Kick off workshop Opendesk:

Meeting with key team at Opendesk to discuss the direction this project could take. Tool used: We led the workshop using the Importance/Difficulty Matrix from the LUMA Institute, which was very helpful in structuring different ideas according to business priority. We settled on three ideas to explore: the provenance of the furniture (the story behind it, transparency of origin, etc.); a second hand platform to sell Opendesk furniture; and the idea of “furniture as a service”, leasing furniture to companies instead of selling them. 

User & expert interviews:

We interviewed 8 companies that are current Opendesk customers, from startups to big firms commissioning several dozen desks. We asked very open ended questions as this is, we find, how most users give us the most interesting insights.

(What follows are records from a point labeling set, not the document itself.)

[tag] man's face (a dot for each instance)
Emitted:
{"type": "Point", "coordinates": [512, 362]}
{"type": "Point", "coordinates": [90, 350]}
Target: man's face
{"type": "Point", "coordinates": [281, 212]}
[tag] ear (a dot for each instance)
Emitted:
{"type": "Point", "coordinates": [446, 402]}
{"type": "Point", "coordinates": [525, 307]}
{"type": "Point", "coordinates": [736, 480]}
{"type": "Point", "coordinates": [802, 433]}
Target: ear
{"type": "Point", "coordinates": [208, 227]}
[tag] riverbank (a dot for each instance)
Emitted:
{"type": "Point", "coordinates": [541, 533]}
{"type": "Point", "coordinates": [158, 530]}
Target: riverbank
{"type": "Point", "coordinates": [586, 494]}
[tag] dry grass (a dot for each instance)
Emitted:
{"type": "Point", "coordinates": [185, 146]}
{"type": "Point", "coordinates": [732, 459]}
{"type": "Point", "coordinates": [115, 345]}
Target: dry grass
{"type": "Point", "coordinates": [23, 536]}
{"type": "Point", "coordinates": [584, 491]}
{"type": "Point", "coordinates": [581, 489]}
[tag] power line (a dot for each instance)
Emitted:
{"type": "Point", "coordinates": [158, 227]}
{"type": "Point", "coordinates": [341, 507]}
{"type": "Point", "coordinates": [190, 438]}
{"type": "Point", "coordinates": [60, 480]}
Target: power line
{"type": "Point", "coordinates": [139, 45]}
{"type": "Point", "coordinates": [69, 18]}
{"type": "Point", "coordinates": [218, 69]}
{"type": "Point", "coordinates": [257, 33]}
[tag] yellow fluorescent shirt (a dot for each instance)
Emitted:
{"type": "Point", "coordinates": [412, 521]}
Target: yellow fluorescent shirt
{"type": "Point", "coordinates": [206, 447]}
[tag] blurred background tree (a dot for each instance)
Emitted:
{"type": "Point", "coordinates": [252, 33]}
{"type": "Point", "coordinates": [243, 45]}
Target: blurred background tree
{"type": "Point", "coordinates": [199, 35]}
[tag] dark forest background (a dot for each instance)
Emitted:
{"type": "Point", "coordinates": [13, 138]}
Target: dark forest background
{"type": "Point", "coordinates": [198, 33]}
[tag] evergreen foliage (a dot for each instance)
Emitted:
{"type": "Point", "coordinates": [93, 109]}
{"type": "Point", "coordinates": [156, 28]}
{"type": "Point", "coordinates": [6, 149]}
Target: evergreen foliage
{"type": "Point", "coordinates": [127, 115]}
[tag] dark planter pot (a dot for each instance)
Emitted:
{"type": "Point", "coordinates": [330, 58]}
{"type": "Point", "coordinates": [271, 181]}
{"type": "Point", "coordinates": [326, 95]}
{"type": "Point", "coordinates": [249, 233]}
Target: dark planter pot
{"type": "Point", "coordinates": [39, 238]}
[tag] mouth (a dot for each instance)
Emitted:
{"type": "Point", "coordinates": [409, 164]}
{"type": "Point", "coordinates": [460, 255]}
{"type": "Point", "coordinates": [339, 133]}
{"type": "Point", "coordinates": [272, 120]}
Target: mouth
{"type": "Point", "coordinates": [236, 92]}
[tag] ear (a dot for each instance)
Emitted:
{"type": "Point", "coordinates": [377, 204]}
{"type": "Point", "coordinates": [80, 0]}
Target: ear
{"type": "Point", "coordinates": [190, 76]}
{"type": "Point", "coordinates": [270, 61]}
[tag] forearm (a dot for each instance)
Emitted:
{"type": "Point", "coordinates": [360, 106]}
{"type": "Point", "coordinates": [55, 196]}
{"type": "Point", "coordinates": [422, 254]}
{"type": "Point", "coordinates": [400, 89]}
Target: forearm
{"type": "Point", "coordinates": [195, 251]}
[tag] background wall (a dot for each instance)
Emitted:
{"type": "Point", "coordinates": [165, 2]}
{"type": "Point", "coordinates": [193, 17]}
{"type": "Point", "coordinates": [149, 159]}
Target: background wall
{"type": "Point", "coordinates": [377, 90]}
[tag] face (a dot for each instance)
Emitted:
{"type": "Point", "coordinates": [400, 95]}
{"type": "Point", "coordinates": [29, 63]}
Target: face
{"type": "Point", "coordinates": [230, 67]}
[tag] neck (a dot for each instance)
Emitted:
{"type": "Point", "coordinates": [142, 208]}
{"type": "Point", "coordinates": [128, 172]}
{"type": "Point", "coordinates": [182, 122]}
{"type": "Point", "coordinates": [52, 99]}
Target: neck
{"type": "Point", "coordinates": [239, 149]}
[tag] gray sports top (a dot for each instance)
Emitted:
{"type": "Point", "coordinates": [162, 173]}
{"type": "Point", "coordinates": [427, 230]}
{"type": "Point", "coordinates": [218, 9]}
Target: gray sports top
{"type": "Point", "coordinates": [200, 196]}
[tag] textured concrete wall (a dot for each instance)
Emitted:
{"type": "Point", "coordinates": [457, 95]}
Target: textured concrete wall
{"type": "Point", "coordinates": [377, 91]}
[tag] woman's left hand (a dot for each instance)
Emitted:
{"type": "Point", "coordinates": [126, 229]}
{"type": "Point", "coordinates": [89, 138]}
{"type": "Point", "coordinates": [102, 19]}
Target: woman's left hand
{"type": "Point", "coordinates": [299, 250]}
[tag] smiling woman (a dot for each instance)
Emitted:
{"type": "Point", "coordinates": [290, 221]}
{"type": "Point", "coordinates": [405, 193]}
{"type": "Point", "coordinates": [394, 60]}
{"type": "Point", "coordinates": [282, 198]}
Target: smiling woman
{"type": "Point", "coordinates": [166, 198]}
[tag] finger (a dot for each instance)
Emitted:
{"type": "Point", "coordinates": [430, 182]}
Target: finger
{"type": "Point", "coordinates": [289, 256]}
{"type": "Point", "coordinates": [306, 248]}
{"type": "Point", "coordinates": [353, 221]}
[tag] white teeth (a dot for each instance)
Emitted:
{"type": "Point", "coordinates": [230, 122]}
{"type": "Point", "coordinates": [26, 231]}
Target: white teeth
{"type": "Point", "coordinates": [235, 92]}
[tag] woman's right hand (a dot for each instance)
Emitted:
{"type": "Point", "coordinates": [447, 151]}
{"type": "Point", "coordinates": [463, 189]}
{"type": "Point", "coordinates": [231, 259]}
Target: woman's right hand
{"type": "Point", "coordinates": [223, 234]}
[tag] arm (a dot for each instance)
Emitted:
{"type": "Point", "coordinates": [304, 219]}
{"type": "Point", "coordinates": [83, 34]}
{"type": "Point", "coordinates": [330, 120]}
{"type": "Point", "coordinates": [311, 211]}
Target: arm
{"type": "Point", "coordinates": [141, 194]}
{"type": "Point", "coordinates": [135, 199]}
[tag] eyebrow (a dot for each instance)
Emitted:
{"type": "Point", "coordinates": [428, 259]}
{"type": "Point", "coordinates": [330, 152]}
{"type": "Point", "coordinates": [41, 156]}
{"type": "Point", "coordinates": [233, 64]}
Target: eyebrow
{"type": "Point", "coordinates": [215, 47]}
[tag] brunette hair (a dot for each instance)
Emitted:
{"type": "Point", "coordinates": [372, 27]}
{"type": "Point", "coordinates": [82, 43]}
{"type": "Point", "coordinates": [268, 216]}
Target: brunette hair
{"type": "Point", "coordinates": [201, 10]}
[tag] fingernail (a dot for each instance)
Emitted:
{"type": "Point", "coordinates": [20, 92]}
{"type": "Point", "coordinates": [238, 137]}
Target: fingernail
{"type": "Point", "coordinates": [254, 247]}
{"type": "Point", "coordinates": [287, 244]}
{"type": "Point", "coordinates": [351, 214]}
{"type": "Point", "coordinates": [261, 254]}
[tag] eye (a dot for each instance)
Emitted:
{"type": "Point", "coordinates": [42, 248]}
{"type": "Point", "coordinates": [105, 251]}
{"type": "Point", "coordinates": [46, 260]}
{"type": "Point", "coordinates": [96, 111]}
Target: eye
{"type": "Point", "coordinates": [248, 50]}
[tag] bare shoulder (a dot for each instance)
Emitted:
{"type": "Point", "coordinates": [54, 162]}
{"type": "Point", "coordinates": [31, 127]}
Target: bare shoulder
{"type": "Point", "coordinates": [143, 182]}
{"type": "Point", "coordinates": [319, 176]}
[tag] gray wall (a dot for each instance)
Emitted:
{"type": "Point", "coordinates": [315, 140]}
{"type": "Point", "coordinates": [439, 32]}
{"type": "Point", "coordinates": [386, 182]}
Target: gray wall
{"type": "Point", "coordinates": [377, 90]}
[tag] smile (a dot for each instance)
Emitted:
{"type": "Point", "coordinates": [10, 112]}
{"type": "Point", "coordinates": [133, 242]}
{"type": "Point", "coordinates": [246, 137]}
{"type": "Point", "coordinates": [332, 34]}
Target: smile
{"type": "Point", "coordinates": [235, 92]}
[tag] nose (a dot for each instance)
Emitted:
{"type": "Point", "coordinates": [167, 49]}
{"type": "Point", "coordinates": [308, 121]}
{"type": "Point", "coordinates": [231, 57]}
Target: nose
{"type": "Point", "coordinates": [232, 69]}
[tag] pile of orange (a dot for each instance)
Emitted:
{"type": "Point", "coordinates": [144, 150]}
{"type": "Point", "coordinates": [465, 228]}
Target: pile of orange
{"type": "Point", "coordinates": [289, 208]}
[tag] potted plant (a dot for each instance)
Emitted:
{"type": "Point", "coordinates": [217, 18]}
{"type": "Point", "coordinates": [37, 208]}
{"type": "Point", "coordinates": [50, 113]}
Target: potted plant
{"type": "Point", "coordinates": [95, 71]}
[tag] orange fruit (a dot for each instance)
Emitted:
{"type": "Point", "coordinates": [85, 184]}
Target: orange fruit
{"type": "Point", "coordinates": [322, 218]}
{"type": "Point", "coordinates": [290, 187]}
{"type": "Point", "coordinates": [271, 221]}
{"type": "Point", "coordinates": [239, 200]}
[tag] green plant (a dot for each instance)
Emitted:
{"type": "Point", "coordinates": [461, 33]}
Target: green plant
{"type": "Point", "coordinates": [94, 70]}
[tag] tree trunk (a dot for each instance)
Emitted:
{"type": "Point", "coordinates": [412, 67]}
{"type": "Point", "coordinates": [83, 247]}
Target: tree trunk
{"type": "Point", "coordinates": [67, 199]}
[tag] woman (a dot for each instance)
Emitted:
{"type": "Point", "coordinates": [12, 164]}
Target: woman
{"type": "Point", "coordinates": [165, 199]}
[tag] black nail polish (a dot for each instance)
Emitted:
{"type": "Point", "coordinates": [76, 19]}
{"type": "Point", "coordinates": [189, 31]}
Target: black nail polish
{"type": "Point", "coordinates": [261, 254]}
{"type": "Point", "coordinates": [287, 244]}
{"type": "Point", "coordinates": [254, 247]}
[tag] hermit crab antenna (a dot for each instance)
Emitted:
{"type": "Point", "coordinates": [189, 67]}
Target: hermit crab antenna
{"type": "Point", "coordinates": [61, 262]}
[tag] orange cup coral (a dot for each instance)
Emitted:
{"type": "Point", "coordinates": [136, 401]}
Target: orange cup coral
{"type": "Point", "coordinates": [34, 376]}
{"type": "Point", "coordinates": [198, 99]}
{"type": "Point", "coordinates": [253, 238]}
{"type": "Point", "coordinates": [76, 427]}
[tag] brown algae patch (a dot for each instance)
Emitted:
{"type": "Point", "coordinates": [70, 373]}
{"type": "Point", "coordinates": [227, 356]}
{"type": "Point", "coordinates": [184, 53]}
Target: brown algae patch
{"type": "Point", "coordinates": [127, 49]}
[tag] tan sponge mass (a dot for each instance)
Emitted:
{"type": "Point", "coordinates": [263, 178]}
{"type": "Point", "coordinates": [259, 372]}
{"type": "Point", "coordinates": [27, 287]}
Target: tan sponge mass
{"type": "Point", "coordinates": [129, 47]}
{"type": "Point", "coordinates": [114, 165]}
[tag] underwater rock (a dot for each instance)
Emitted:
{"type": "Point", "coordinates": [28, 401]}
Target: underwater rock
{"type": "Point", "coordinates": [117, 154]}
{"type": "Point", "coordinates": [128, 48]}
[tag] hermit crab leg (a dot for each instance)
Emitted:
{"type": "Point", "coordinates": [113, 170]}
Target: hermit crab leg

Design direction definition:

We synthesised the insights from the interviews and defined our design direction, which was slightly different

from the first three ideas we agreed on:

  • Designing for product attachment: Allow users know the story behind each product: where does the wood come from, who designed it, who made it, who owned it before, what’s its story? This touchpoint is also physical, and it is represented by the engraved code on each desk.
  • Design for longevity: how can users be empowered to take better care and even repair their own products? For this we designed a hub with tutorial videos from professional makers to help people take care and repair their Opendesks themselves
  • Design for re-use: where we envision a quality assured second hand market for opendesk furniture, which we called OpenMarket. 

We discarded the idea of “furniture as a service” after speaking to financial leasing experts as well as to current customers. This type of service model wouldn’t be suitable for Opendesk at the moment as it doesn’t add any financial value to any party.


We prototyped our service interventions in different ways: blueprints, user journeys, paper prototypes of the 3 online platforms plus paper prototypes of physical interventions, and finally also with digital prototypes of the online platforms


We tested our digital prototypes with several Opendesk customers. We did video taped sessions where we asked each participant to test the prototype while talking out loud what they were seeing, thinking, feeling, doubting, etc. This gave us a good understanding of what needed to be changed, what things were not clear or didn’t make sense from a navigational but also from a strategic perspective.


With the immense amount of feedback we were able to change our prototypes again. The testing sessions also affected our blueprints and user journey maps, which we adapted accordingly.


We did a final validation workshop with Opendesk. The output of our project are the digital prototypes plus user journeys and blueprints.


Currently we are implementing the first intervention live: the provenance platform. We designed the tags for each product together with Opendesk, and the first products have live provenance pages. Please refer to: to see the first example.

The second hand market will be carried out in a low key way at the moment: offering pre loved desks through email/twitter account of Opendesk.


The value we are creating is manyfold: If people are more attached tot heir product through the Provenance platform, they will hopefully not throw it away that easily. OpenMarket, the second hand platform, is there to support companies/ users to “get rid”of their furniture, through a quality assured platform. We know that there is a big demand for second hand Opendesk prodcuts, especially from startups that fail and need to sell their assets quickly, but equally from startups that don’t have enough funds to buy a brand new desk. Through the Care & Repair platform we are helping users take better care of their products, with video tutorials but also indications of what kind of oils, sanding methods, etc. are needed to make the desks look like new again.